Employees receive the most regular evaluations from customers they serve every day, so ignore your frontline workers and your salespeople at your peril. Teach them active listening skills, and help employees strive to understand in detail what it means to “wow” your customers and what we can do to deliver that better. Over time, smart companies use this data from the front line to make process and policy refinements that add up to a better experience for everyone.
6. Create a forum.
Create an online forum where consumer teams can connect with each other and with you. Treat consumers who provide feedback this way like super VIPs and pay close attention to what they have to say. You can also assemble a small organization of determined users to form a visitor advisory board. Select a dozen clients who will not only sense where you want to go, but will also tell you directly if you fail.
7. Bring clients to your people.
At your next workers’ assembly, host a visitor panel of two or three key consumers who talk about what they like about your organization, what frustrates them, and what the competition says to attract them.

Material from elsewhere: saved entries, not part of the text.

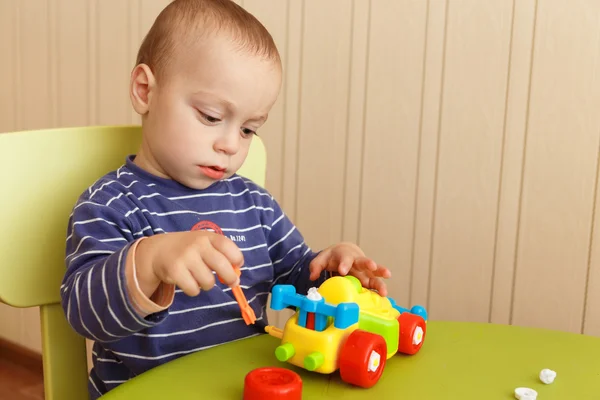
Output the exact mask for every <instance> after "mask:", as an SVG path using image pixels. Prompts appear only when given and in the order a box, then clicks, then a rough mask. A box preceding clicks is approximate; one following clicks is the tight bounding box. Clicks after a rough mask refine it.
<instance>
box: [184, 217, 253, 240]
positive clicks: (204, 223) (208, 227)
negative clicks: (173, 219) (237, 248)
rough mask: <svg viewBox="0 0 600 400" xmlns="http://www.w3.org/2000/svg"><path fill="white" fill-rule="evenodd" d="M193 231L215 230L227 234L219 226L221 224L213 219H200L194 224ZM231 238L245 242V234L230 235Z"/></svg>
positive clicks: (221, 232) (193, 226) (212, 230)
mask: <svg viewBox="0 0 600 400" xmlns="http://www.w3.org/2000/svg"><path fill="white" fill-rule="evenodd" d="M191 230H192V231H213V232H215V233H217V234H219V235H223V236H227V235H225V234H224V233H223V230H221V228H220V227H219V225H217V224H215V223H214V222H212V221H200V222H198V223H197V224H196V225H194V226H192V229H191ZM229 239H231V240H232V241H233V242H245V241H246V236H245V235H229Z"/></svg>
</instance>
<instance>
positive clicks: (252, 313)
mask: <svg viewBox="0 0 600 400" xmlns="http://www.w3.org/2000/svg"><path fill="white" fill-rule="evenodd" d="M233 269H234V270H235V273H236V274H237V276H238V277H239V276H240V275H241V274H242V271H240V269H239V268H237V267H233ZM219 282H221V283H225V282H223V280H222V279H221V277H219ZM231 292H232V293H233V296H234V297H235V300H236V301H237V302H238V304H239V306H240V310H241V311H242V317H243V318H244V322H245V323H246V325H250V324H253V323H254V322H255V321H256V314H254V310H253V309H252V307H250V304H248V301H247V300H246V296H244V292H243V291H242V288H241V286H235V287H232V288H231Z"/></svg>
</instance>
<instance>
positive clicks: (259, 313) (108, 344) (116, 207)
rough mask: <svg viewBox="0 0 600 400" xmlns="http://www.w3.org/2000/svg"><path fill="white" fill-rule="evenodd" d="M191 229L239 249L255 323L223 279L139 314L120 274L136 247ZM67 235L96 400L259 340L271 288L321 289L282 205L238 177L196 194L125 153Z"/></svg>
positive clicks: (306, 245) (82, 324)
mask: <svg viewBox="0 0 600 400" xmlns="http://www.w3.org/2000/svg"><path fill="white" fill-rule="evenodd" d="M192 229H209V230H213V231H217V232H220V233H222V234H224V235H226V236H228V237H229V238H230V239H232V240H233V241H234V242H235V243H236V244H237V245H238V247H239V248H240V249H241V251H242V253H243V255H244V262H245V265H244V266H243V268H242V275H241V282H240V284H241V287H242V288H243V290H244V293H245V295H246V298H247V299H248V301H249V304H250V305H251V307H252V308H253V309H254V312H255V314H256V316H257V321H256V323H255V324H254V325H249V326H247V325H246V324H245V323H244V321H243V319H242V317H241V313H240V308H239V306H238V305H237V303H236V301H235V299H234V297H233V294H232V293H231V289H230V288H228V287H227V286H225V285H223V284H221V283H219V281H218V280H216V285H215V287H214V288H213V289H211V290H209V291H202V292H201V293H200V295H198V296H196V297H189V296H187V295H186V294H184V293H183V292H181V290H176V291H175V298H174V300H173V303H172V304H171V306H170V307H168V308H167V309H166V310H164V311H160V312H156V313H154V314H150V315H148V316H147V317H145V318H142V317H141V316H140V315H138V314H137V313H136V312H135V310H134V307H133V303H132V298H131V294H129V293H128V292H127V290H126V287H125V273H124V265H125V264H124V262H125V258H126V254H127V251H128V250H129V248H130V246H131V244H132V243H133V242H134V241H135V240H136V239H138V238H140V237H142V236H151V235H156V234H162V233H166V232H176V231H189V230H192ZM67 235H68V237H67V241H66V259H65V261H66V267H67V270H66V274H65V276H64V279H63V282H62V286H61V298H62V306H63V308H64V312H65V314H66V316H67V319H68V321H69V323H70V325H71V326H72V327H73V328H74V329H75V330H76V331H77V332H78V333H79V334H81V335H83V336H85V337H86V338H88V339H91V340H93V341H94V342H95V343H94V347H93V356H92V358H93V369H92V370H91V372H90V377H89V385H88V386H89V390H90V398H91V399H97V398H98V397H100V396H101V395H102V394H104V393H106V392H107V391H109V390H111V389H113V388H115V387H116V386H118V385H119V384H121V383H123V382H125V381H127V380H128V379H130V378H132V377H135V376H136V375H139V374H141V373H143V372H144V371H147V370H148V369H151V368H153V367H156V366H158V365H160V364H162V363H165V362H168V361H171V360H173V359H175V358H177V357H180V356H182V355H185V354H189V353H192V352H195V351H199V350H203V349H206V348H209V347H212V346H216V345H219V344H223V343H227V342H230V341H234V340H239V339H243V338H247V337H251V336H256V335H259V334H261V333H263V332H264V326H265V325H266V324H268V322H267V315H266V303H267V297H268V294H269V292H270V289H271V287H272V286H273V285H274V284H276V283H289V284H293V285H295V286H296V288H297V290H298V292H300V293H306V292H307V291H308V288H309V287H311V286H317V285H319V284H320V283H321V282H322V279H319V280H318V281H310V280H309V278H308V276H309V269H308V266H309V263H310V261H311V260H312V259H313V258H314V257H315V256H316V253H314V252H313V251H312V250H311V249H310V248H309V247H308V246H307V245H306V243H304V239H303V237H302V235H301V234H300V232H299V231H298V230H297V229H296V227H295V226H294V225H293V224H292V222H291V221H290V220H289V219H288V218H287V217H286V215H285V214H284V212H283V211H282V210H281V208H280V207H279V205H278V204H277V202H276V201H275V200H274V199H273V197H272V196H271V195H270V194H269V193H268V192H267V191H266V190H265V189H263V188H261V187H260V186H258V185H256V184H254V183H252V182H251V181H250V180H248V179H246V178H243V177H241V176H238V175H234V176H232V177H231V178H229V179H226V180H222V181H218V182H216V183H215V184H213V185H212V186H210V187H209V188H207V189H205V190H192V189H190V188H188V187H185V186H183V185H181V184H179V183H177V182H176V181H173V180H169V179H163V178H160V177H157V176H154V175H152V174H150V173H148V172H146V171H145V170H142V169H141V168H139V167H138V166H137V165H135V164H134V163H133V156H129V157H128V158H127V159H126V160H125V164H124V165H123V166H121V167H120V168H119V169H118V170H116V171H113V172H111V173H109V174H107V175H105V176H104V177H102V178H101V179H99V180H98V181H97V182H95V183H94V184H93V185H92V186H91V187H90V188H89V189H88V190H86V191H85V192H84V193H83V194H82V195H81V196H80V198H79V199H78V201H77V203H76V204H75V206H74V208H73V213H72V214H71V216H70V218H69V224H68V232H67ZM323 278H324V277H323Z"/></svg>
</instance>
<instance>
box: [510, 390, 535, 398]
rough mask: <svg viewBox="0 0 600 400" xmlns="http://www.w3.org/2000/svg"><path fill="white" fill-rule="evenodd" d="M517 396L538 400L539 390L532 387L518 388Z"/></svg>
mask: <svg viewBox="0 0 600 400" xmlns="http://www.w3.org/2000/svg"><path fill="white" fill-rule="evenodd" d="M515 397H516V398H517V399H519V400H536V399H537V392H536V391H535V390H533V389H530V388H516V389H515Z"/></svg>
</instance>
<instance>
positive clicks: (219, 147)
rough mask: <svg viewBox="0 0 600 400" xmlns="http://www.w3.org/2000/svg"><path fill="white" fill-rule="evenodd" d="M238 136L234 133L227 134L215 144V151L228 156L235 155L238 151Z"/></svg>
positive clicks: (239, 146) (238, 144)
mask: <svg viewBox="0 0 600 400" xmlns="http://www.w3.org/2000/svg"><path fill="white" fill-rule="evenodd" d="M240 139H241V137H240V134H239V132H238V131H236V132H227V134H225V135H223V136H221V137H220V138H218V139H217V141H216V142H215V150H216V151H218V152H221V153H225V154H228V155H233V154H235V153H237V152H238V151H239V149H240Z"/></svg>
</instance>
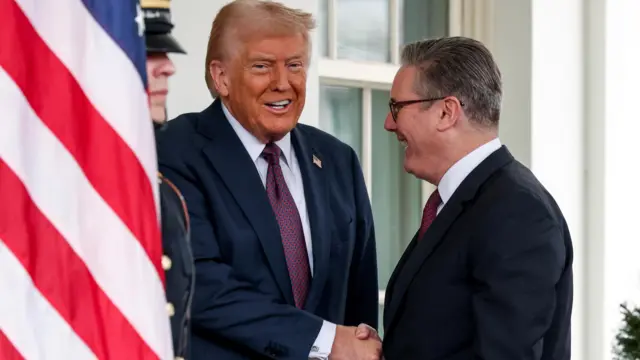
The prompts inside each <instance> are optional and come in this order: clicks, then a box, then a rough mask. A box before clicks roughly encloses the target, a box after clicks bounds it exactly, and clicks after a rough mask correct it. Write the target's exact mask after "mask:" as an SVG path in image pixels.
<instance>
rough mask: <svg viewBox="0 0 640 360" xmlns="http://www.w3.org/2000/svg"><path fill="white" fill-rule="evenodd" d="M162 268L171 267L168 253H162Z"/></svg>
mask: <svg viewBox="0 0 640 360" xmlns="http://www.w3.org/2000/svg"><path fill="white" fill-rule="evenodd" d="M162 268H163V269H164V271H167V270H169V269H171V259H169V257H168V256H167V255H162Z"/></svg>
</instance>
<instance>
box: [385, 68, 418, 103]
mask: <svg viewBox="0 0 640 360" xmlns="http://www.w3.org/2000/svg"><path fill="white" fill-rule="evenodd" d="M417 76H418V69H417V68H416V67H414V66H407V65H403V66H401V67H400V69H398V72H397V73H396V76H395V78H394V79H393V84H392V85H391V97H392V98H393V99H395V100H397V101H400V100H404V99H407V98H409V97H412V96H415V95H417V94H416V91H415V90H416V82H417V81H419V79H418V77H417Z"/></svg>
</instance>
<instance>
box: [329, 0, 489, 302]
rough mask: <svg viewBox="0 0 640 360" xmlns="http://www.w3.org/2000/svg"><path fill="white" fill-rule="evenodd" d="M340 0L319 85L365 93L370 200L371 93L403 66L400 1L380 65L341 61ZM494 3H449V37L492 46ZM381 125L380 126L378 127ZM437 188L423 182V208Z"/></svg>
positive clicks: (421, 197) (371, 129) (384, 82)
mask: <svg viewBox="0 0 640 360" xmlns="http://www.w3.org/2000/svg"><path fill="white" fill-rule="evenodd" d="M337 1H338V0H328V1H327V3H328V4H327V6H328V8H327V25H328V34H327V48H328V49H327V50H328V56H324V55H321V56H319V63H318V77H319V86H322V85H332V86H345V87H355V88H359V89H361V91H362V149H360V151H361V154H362V158H361V159H360V161H361V165H362V171H363V173H364V178H365V183H366V186H367V190H368V193H369V197H370V198H371V196H372V195H371V194H372V189H371V186H372V160H373V159H372V145H373V144H372V126H373V119H372V100H371V91H372V90H385V91H389V90H391V84H392V82H393V78H394V77H395V74H396V72H397V71H398V69H399V63H400V36H401V34H402V29H400V24H401V21H400V15H401V11H400V1H401V0H389V16H390V19H389V26H390V40H389V41H390V49H391V54H390V55H391V56H390V58H391V62H390V63H377V62H367V61H353V60H345V59H338V57H337V54H338V37H337V35H338V29H337V21H336V19H337V17H336V9H337ZM493 8H494V0H484V1H480V2H479V1H477V0H449V35H450V36H456V35H464V36H470V37H474V38H476V39H479V40H481V41H483V42H484V43H485V44H486V45H487V46H488V47H491V36H490V35H491V33H492V31H493V28H492V24H493V21H492V20H493ZM379 125H381V124H379ZM434 189H435V187H434V186H433V185H431V184H429V183H428V182H426V181H422V182H421V189H420V190H421V198H422V199H421V200H422V205H423V206H424V204H425V203H426V202H427V199H428V197H429V195H430V194H431V192H432V191H433V190H434ZM385 290H386V289H382V288H381V289H378V291H379V305H380V306H383V305H384V298H385Z"/></svg>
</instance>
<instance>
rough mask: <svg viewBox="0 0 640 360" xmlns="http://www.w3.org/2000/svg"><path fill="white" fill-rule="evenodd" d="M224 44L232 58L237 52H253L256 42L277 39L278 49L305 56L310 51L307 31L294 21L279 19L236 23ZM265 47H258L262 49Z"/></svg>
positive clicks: (308, 38) (228, 33)
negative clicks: (297, 53)
mask: <svg viewBox="0 0 640 360" xmlns="http://www.w3.org/2000/svg"><path fill="white" fill-rule="evenodd" d="M228 35H229V36H228V37H227V39H226V41H225V43H226V44H225V46H226V47H227V49H228V52H229V55H230V56H231V57H232V58H233V57H234V55H237V54H238V52H244V53H245V54H246V53H247V52H253V51H255V50H256V49H255V47H256V44H259V43H268V42H270V41H271V40H275V41H277V42H278V43H279V44H281V46H279V48H280V49H279V50H280V51H282V50H283V49H286V50H287V52H291V53H292V55H293V53H300V54H302V55H304V56H305V57H306V58H308V57H309V55H310V52H311V43H310V40H309V32H308V31H307V30H306V29H304V27H302V26H300V25H297V24H295V23H291V22H286V21H282V20H279V19H261V20H259V21H255V22H252V23H248V24H246V25H241V24H238V25H237V26H234V27H233V28H232V29H230V31H229V33H228ZM263 50H265V49H260V51H263Z"/></svg>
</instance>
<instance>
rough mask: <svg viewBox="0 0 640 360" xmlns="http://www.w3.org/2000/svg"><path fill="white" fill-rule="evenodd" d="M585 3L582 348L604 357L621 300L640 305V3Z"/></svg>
mask: <svg viewBox="0 0 640 360" xmlns="http://www.w3.org/2000/svg"><path fill="white" fill-rule="evenodd" d="M587 10H588V11H587V22H588V23H587V24H588V27H587V29H588V31H589V42H588V43H587V44H588V53H587V57H586V58H587V61H588V68H587V69H588V71H587V74H588V76H589V79H590V81H589V84H588V87H587V89H588V92H587V104H588V108H587V109H588V117H587V120H588V132H587V134H588V143H587V145H588V146H587V148H588V155H589V156H588V161H587V174H588V176H587V184H588V188H587V204H588V214H587V216H588V217H587V219H588V220H587V232H588V233H589V235H590V239H589V240H590V241H589V245H590V248H589V251H588V254H587V255H588V258H587V259H588V262H587V264H588V266H587V274H588V279H589V287H588V293H587V298H588V299H589V301H588V303H587V310H588V313H589V316H588V318H587V319H588V322H587V327H588V329H589V330H588V338H589V342H588V344H587V351H588V353H589V355H590V356H591V357H590V358H589V360H591V359H593V360H595V359H598V360H599V359H605V360H609V359H612V358H613V357H612V355H611V347H612V344H613V343H614V337H615V334H616V332H617V330H618V329H619V327H620V326H621V324H622V323H621V316H620V312H619V304H620V303H622V302H629V303H631V304H635V305H640V261H638V254H640V227H638V221H639V220H638V215H639V214H640V211H639V210H638V206H637V205H638V204H639V203H640V192H639V191H638V188H639V187H638V184H640V161H639V159H638V158H639V157H638V154H639V153H640V152H639V151H638V134H640V122H639V121H638V120H637V119H638V105H637V104H638V97H639V96H640V92H639V91H638V84H640V70H639V69H638V64H637V59H638V57H640V42H639V41H638V39H637V35H638V34H640V21H638V19H640V2H638V1H637V0H593V1H590V2H589V8H588V9H587Z"/></svg>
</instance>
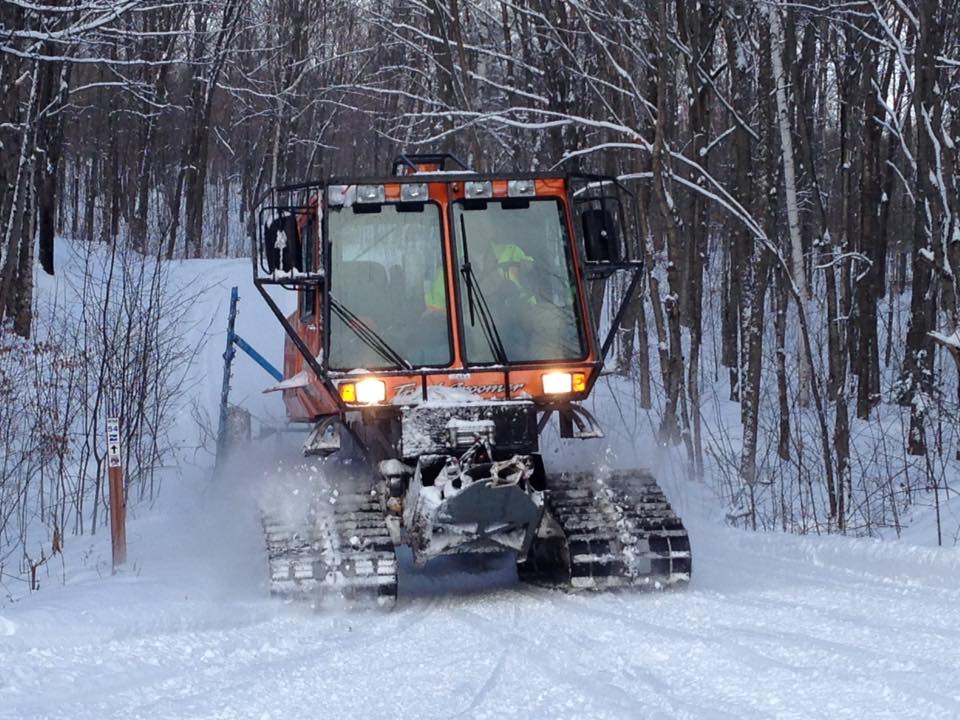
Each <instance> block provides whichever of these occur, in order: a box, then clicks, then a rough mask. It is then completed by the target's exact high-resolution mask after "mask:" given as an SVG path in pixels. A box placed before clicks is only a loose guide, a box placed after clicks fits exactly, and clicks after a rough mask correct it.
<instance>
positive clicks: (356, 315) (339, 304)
mask: <svg viewBox="0 0 960 720" xmlns="http://www.w3.org/2000/svg"><path fill="white" fill-rule="evenodd" d="M328 297H329V298H330V309H331V310H333V311H334V312H335V313H336V315H337V317H338V318H340V319H341V320H342V321H343V324H344V325H346V326H347V327H349V328H350V329H351V330H353V332H354V333H355V334H356V336H357V337H358V338H360V339H361V340H362V341H363V342H364V344H366V345H367V346H368V347H369V348H370V349H371V350H373V351H374V352H375V353H377V354H378V355H379V356H380V357H382V358H383V359H384V360H386V361H387V362H390V363H393V364H394V365H397V366H398V367H402V368H406V369H407V370H412V369H413V365H411V364H410V363H409V362H407V361H406V360H404V359H403V356H402V355H401V354H400V353H398V352H397V351H396V350H394V349H393V348H392V347H390V345H389V344H387V341H386V340H384V339H383V338H382V337H380V336H379V335H378V334H377V332H376V331H375V330H374V329H373V328H372V327H370V326H369V325H367V323H365V322H364V321H363V320H361V319H360V317H359V316H358V315H357V314H356V313H354V312H353V311H351V310H349V309H347V308H346V307H345V306H344V305H343V303H341V302H340V301H339V300H337V299H336V298H335V297H333V295H329V296H328Z"/></svg>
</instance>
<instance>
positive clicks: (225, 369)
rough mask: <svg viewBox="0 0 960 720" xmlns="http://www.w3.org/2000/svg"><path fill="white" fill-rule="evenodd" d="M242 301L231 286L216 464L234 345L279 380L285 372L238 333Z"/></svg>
mask: <svg viewBox="0 0 960 720" xmlns="http://www.w3.org/2000/svg"><path fill="white" fill-rule="evenodd" d="M238 302H240V293H239V292H238V290H237V288H236V286H234V287H232V288H230V314H229V315H228V316H227V349H226V350H224V351H223V384H222V385H221V386H220V421H219V426H218V428H217V457H216V459H215V465H219V463H220V460H221V459H222V457H223V445H224V442H225V436H226V432H227V410H228V407H229V402H230V377H231V374H232V372H233V358H234V357H236V354H237V351H236V350H235V349H234V345H236V346H237V347H239V348H240V349H241V350H243V351H244V352H245V353H246V354H247V355H249V356H250V357H251V358H253V360H254V362H256V363H257V365H259V366H260V367H262V368H263V369H264V370H266V371H267V372H268V373H270V375H271V376H272V377H273V379H274V380H276V381H277V382H281V381H282V380H283V373H282V372H280V371H279V370H277V368H275V367H274V366H273V365H271V364H270V362H269V361H268V360H267V359H266V358H265V357H263V355H261V354H260V353H258V352H257V351H256V350H254V349H253V348H252V347H251V346H250V344H249V343H248V342H247V341H246V340H244V339H243V338H242V337H240V336H239V335H237V333H236V330H235V327H236V323H237V303H238Z"/></svg>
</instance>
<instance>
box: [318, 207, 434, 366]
mask: <svg viewBox="0 0 960 720" xmlns="http://www.w3.org/2000/svg"><path fill="white" fill-rule="evenodd" d="M328 213H329V215H328V223H329V227H328V232H329V236H330V246H331V258H330V263H331V272H330V276H329V277H330V296H329V303H330V314H329V317H330V346H329V359H328V366H329V367H330V368H332V369H334V370H355V369H359V368H364V369H368V370H375V369H395V368H403V367H424V366H435V367H442V366H446V365H449V364H450V362H451V361H452V357H451V343H450V330H449V309H448V307H449V303H448V299H447V293H446V290H445V284H444V283H443V282H441V283H439V292H431V290H432V288H433V287H434V285H435V279H436V278H437V277H438V276H439V277H440V278H443V277H444V275H443V239H442V234H441V225H440V209H439V207H438V206H437V205H435V204H432V203H412V204H404V205H400V206H398V205H392V204H383V205H372V206H360V205H354V206H352V207H331V208H328ZM428 301H429V303H430V306H429V307H428Z"/></svg>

It will be a workers’ assembly where no one is disconnected.
I have seen this last idea firsthand when I’ve worked with pharmaceutical companies. To close conferences, leaders often ask a customer to speak for a few minutes about how medicines made by their company saved or improved their lives. These emotional addresses make very real the role these professionals have—no matter where they work in the company—and the impact their work is having on patients and their families.
In good organizational cultures, leaders focus on what they do and how they do it; in great cultures, leaders remind their people why they do what they do for their customers.